To make the trained model easily and publicly accessible for the API, I uploaded it to archive.org (link to download). In a Colab notebook, I created an API that converts the received .wav file into a spectrogram and feeds this image into the emotion detection model. The model.predict() function provided by fastai returns a list of all possible classification categories (i.e. the eight emotions neutral, calm, happy, sad, angry, fearful, disgust, and surprise) along with the probability of each one being the correct label. Since the list is sorted by probability in descending order, the API simply returns the string value of the first list item to Unity. For this proof of concept, we did not implement special handling of cases where two or more emotions are very closely ranked.
One major caveat of this method is that the Colab notebook with the API needs to run in the background whenever someone plays the game. Otherwise, the API is not live and there is no endpoint to send the player recording to. However, given this project's time and resource restrictions, using a locally deployed API was a good compromise between functionality and computational efficiency.
Reflection & Post-Mortem
This project allowed Marj and me to apply our game-making and web development skills while improving our applied machine-learning skills. While I was primarily responsible for the machine learning and API components, Marj handled the Unity project and API integration.

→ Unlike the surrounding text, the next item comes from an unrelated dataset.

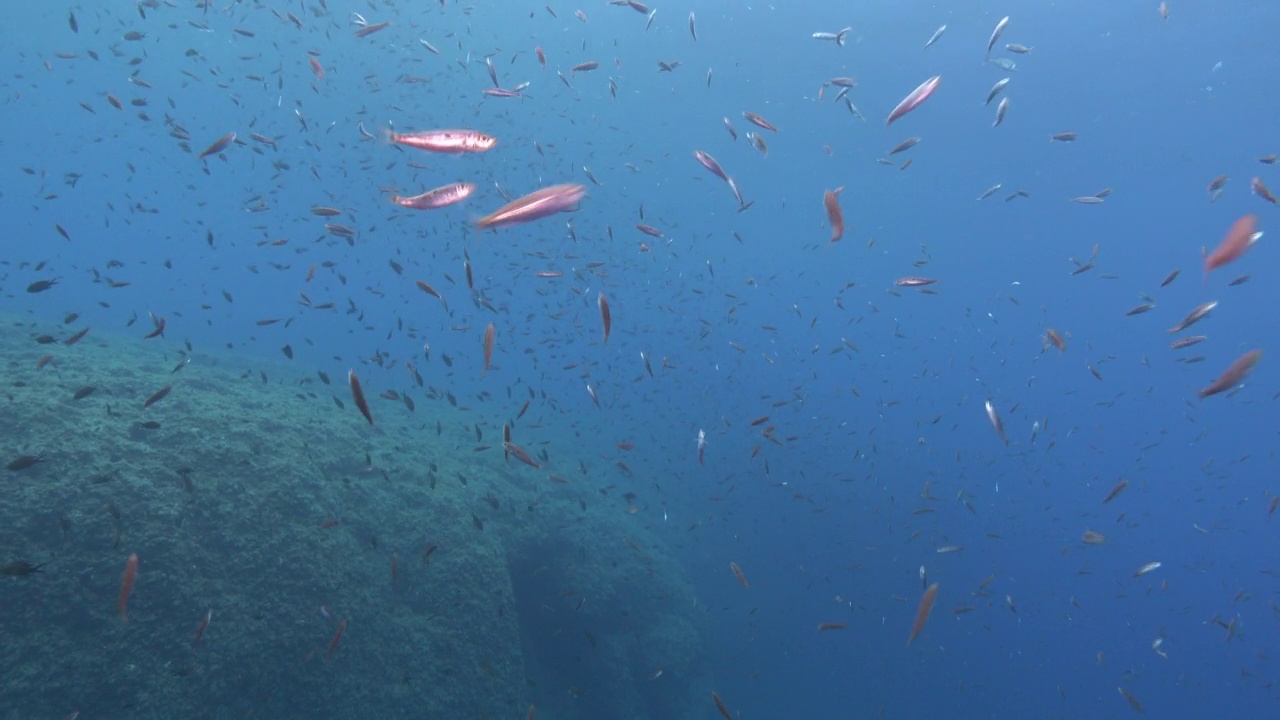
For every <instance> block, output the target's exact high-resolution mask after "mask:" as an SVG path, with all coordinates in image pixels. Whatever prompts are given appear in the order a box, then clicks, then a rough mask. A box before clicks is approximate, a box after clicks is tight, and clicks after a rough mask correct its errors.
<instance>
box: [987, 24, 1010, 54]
mask: <svg viewBox="0 0 1280 720" xmlns="http://www.w3.org/2000/svg"><path fill="white" fill-rule="evenodd" d="M1006 27H1009V15H1005V17H1004V18H1000V22H998V23H996V29H993V31H991V40H988V41H987V55H991V49H992V47H995V46H996V42H997V41H998V40H1000V36H1001V33H1004V32H1005V28H1006Z"/></svg>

In the end, we were able to create a proof of concept prototype that emotion-based voice input for game interaction is possible.
To further expand this project, we would like to improve our model’s accuracy so the game can better respond to the player’s intended input. We would also like to find a better option than locally hosting an API in order to make the game playable, possibly by using an online hosting service. Due to time constraints, we did not explore this option when we worked on the project.
In addition, the user experience of the game could be much improved by implementing error-handling routines and an open audio loop that continuously listens for input. Similar to Google Assistant or Siri, a wake word could signal the app the beginning of user input. While basic error handling would be relatively easy to put in place, developing an application with an open audio loop is a bigger technical challenge. Tackling this challenge would eliminate the need for separate “record” and “send” buttons the player has to press in the current version.
Lastly, once the backend data flow is improved, we could develop more complex game mechanics that involve the player’s emotional state and assess their impact on the player’s mental state. For example, we could study whether such game mechanics are able to affect a player's emotion regulation skills. Overall, we hope that the future of Sadboi can contribute to research on affect-adaptive gaming and other applications of emotion detection in games.